The past academic year was Loyd's last for intercollegiate rodeo eligibility. Before coming to WSU, she competed for three years while she was a student at Pratt Community College.
Now that her college eligibility is over, she plans to continue to ride in the Women's Professional Rodeo Association.
All in the family
Rodeo has been in her family since before she was born.
Loyd began riding horses before she was in kindergarten, and her father, mother, stepmother and older brother have all competed professionally.
When she competed as a student, she wore a vest with WSU's mascot and school name sewn by her grandmother.
During the school year, her day began with homework before riding practice, then she went to classes in the afternoon and evening.

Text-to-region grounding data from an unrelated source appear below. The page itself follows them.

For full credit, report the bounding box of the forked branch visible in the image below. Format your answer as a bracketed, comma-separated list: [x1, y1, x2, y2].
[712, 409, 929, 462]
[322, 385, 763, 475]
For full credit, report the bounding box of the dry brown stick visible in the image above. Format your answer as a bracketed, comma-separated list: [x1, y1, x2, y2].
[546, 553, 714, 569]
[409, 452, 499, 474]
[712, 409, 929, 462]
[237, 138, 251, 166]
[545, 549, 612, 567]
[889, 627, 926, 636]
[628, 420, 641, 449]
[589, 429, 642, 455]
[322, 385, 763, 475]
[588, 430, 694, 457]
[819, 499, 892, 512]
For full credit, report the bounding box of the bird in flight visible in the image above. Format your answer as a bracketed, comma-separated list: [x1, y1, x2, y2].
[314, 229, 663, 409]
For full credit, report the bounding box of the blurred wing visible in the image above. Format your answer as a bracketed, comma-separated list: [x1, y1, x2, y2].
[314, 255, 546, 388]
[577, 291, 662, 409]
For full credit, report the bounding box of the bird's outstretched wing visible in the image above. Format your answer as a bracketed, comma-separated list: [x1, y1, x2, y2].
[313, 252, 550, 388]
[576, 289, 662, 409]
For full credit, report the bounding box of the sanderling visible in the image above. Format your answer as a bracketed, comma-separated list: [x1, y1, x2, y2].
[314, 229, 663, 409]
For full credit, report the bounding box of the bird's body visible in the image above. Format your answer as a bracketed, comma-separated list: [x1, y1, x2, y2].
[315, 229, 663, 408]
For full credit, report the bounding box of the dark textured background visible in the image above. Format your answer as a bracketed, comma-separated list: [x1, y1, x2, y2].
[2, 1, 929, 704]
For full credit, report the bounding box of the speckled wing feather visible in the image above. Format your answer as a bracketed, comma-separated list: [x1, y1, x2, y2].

After classes there was usually more practice. Loyd typically rode between two and three hours a day.
The costs for practice, care of her horses and travel expenses for competitions were covered by Loyd and her family.
Even though she has been competing for many years, Loyd has never been seriously injured, although at 21 years old a tendon in her right shoulder is starting to show overuse from roping practice.
Loyd competes in both breakaway roping and barrel racing.
Breakaway roping is similar to cattle roping, except that the rider does not tie the calf's legs. The rider's rope is tied to the saddle by a light string, which breaks away after the calf is roped.
"Barrel racing is when you run a cloverleaf pattern around barrels in the arena," she said. In the event, riders follow a path around obstacles in the ring, performing a combination of left and right turns.
Scoring in both events is based on the time it takes for the rider to finish.
"I'm addicted to breakaway roping," she said. "I always think of rodeoing like gambling. I don't like to gamble at casinos, so instead I just enter rodeos."